We only recommend using `COLLATE` for final sorting of a small number of rows, since sorting with `COLLATE` is less efficient than normal sorting by bytes.
## Implementation Details {#implementation-details}
Less RAM is used if a small enough [LIMIT](../../../sql-reference/statements/select/limit.md) is specified in addition to `ORDER BY`. Otherwise, the amount of memory spent is proportional to the volume of data for sorting. For distributed query processing, if [GROUP BY](../../../sql-reference/statements/select/group-by.md) is omitted, sorting is partially done on remote servers, and the results are merged on the requestor server. This means that for distributed sorting, the volume of data to sort can be greater than the amount of memory on a single server.

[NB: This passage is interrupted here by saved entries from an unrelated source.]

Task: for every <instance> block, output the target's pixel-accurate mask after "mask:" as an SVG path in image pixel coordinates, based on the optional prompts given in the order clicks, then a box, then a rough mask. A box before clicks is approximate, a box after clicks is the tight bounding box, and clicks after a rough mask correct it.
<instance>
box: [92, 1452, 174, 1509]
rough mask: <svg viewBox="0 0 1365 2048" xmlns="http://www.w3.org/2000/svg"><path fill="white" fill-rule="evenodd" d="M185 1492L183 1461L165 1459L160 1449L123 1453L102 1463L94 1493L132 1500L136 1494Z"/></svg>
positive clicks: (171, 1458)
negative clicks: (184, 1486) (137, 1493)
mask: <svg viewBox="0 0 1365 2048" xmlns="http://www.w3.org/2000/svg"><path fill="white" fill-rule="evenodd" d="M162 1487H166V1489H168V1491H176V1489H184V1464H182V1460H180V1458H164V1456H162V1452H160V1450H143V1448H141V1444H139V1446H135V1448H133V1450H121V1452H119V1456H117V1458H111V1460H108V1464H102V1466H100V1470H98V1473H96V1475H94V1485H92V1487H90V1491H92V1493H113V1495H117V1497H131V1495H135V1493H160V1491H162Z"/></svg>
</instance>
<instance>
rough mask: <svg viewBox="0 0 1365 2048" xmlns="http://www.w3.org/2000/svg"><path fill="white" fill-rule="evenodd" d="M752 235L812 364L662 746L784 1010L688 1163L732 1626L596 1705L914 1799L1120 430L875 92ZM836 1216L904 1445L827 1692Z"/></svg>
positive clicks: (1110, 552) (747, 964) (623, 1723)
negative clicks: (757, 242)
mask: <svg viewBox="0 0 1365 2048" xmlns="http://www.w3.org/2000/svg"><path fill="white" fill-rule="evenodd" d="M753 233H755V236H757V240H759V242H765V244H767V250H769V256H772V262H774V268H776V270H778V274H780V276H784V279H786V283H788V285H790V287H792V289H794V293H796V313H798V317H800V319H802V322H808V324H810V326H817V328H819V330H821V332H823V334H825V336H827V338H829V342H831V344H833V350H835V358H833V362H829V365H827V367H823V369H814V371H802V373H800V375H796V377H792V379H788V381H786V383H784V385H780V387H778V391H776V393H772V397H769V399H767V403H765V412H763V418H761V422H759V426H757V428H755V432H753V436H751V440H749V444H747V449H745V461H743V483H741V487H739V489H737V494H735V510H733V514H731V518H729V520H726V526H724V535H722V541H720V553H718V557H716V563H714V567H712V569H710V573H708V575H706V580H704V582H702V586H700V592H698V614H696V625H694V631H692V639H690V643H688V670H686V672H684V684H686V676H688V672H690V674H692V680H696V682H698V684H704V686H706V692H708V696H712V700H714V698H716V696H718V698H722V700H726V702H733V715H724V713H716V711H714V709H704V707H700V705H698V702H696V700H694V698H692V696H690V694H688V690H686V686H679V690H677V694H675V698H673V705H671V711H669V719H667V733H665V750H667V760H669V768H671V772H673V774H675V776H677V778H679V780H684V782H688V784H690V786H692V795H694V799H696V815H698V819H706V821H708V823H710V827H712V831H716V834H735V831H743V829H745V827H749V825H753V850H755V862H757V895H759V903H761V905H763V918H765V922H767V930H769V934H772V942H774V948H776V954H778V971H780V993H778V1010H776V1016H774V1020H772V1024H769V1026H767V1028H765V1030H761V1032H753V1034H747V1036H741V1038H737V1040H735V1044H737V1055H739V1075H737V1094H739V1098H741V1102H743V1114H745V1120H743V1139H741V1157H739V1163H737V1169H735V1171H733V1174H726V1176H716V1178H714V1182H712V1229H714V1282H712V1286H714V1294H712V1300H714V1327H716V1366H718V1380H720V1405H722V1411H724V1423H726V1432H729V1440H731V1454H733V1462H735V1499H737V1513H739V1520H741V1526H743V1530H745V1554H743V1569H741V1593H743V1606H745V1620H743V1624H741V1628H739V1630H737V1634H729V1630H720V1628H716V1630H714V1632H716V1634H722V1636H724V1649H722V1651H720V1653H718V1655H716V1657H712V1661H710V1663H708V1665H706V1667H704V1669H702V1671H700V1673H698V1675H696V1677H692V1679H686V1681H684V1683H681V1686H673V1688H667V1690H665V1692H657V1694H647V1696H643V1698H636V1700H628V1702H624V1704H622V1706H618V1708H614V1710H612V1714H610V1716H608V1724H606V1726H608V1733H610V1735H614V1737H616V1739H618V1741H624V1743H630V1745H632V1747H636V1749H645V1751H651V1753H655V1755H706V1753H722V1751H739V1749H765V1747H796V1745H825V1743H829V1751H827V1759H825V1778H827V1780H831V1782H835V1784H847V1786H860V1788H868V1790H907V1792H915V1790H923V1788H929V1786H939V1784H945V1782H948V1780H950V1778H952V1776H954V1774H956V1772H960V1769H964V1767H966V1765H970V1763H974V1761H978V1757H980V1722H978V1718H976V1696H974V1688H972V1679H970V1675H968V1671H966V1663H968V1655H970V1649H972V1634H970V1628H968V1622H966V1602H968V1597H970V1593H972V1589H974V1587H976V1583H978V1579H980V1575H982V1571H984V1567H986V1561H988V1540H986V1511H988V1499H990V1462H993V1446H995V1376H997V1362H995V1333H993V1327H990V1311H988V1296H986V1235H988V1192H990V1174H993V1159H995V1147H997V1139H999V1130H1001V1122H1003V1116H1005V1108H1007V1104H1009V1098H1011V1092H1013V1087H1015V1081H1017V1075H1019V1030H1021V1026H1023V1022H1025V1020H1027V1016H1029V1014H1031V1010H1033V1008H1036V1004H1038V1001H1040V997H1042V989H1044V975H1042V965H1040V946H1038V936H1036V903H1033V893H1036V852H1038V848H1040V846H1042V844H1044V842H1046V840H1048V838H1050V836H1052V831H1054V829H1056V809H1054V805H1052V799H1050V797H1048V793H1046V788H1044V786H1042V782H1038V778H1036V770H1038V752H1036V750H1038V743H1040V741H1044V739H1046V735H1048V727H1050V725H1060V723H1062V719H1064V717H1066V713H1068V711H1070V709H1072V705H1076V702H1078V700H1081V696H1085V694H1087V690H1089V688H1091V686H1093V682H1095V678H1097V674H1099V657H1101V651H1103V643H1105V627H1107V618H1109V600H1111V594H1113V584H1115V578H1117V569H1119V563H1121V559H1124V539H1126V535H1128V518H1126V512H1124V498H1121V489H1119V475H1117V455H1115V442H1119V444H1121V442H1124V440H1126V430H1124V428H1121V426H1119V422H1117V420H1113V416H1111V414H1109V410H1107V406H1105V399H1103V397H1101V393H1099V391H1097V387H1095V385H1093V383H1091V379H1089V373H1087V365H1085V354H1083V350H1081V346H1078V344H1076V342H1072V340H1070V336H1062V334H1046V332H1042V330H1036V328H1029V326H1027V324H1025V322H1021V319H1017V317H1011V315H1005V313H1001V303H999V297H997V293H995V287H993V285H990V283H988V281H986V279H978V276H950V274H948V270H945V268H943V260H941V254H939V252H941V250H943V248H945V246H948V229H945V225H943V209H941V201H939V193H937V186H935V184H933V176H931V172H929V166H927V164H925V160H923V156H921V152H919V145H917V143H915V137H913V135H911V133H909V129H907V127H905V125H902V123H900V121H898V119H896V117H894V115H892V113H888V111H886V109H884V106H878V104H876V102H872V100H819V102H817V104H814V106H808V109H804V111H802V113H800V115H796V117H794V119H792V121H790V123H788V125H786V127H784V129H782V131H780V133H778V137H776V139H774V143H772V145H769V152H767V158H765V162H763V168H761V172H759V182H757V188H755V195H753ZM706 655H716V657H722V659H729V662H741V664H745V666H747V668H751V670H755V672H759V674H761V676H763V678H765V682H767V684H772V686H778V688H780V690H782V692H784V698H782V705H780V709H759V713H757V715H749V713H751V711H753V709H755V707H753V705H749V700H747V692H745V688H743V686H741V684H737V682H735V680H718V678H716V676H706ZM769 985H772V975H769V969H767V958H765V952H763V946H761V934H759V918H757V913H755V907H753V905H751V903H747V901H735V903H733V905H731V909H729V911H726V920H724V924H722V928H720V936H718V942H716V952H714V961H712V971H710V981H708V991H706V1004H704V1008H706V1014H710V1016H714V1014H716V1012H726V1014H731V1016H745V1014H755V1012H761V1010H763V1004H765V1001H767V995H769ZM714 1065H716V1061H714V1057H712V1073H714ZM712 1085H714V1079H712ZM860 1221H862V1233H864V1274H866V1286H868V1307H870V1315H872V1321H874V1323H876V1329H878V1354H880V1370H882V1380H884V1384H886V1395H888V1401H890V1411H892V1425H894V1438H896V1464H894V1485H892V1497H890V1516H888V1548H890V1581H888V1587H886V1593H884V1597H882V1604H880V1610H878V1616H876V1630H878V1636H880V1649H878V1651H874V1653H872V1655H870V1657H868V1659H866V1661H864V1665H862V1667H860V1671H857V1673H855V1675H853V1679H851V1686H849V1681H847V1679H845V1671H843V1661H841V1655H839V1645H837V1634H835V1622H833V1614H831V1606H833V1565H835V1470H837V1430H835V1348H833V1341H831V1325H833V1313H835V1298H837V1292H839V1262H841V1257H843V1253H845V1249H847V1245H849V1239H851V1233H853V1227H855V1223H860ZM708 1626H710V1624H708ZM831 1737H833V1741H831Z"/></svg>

If there is not enough RAM, it is possible to perform sorting in external memory (creating temporary files on a disk). Use the setting `max_bytes_before_external_sort` for this purpose. If it is set to 0 (the default), external sorting is disabled. If it is enabled, when the volume of data to sort reaches the specified number of bytes, the collected data is sorted and dumped into a temporary file. After all data is read, all the sorted files are merged and the results are output. Files are written to the `/var/lib/clickhouse/tmp/` directory in the config (by default, but you can use the `tmp_path` parameter to change this setting).
Running a query may use more memory than `max_bytes_before_external_sort`. For this reason, this setting must have a value significantly smaller than `max_memory_usage`. As an example, if your server has 128 GB of RAM and you need to run a single query, set `max_memory_usage` to 100 GB, and `max_bytes_before_external_sort` to 80 GB.
External sorting works much less effectively than sorting in RAM.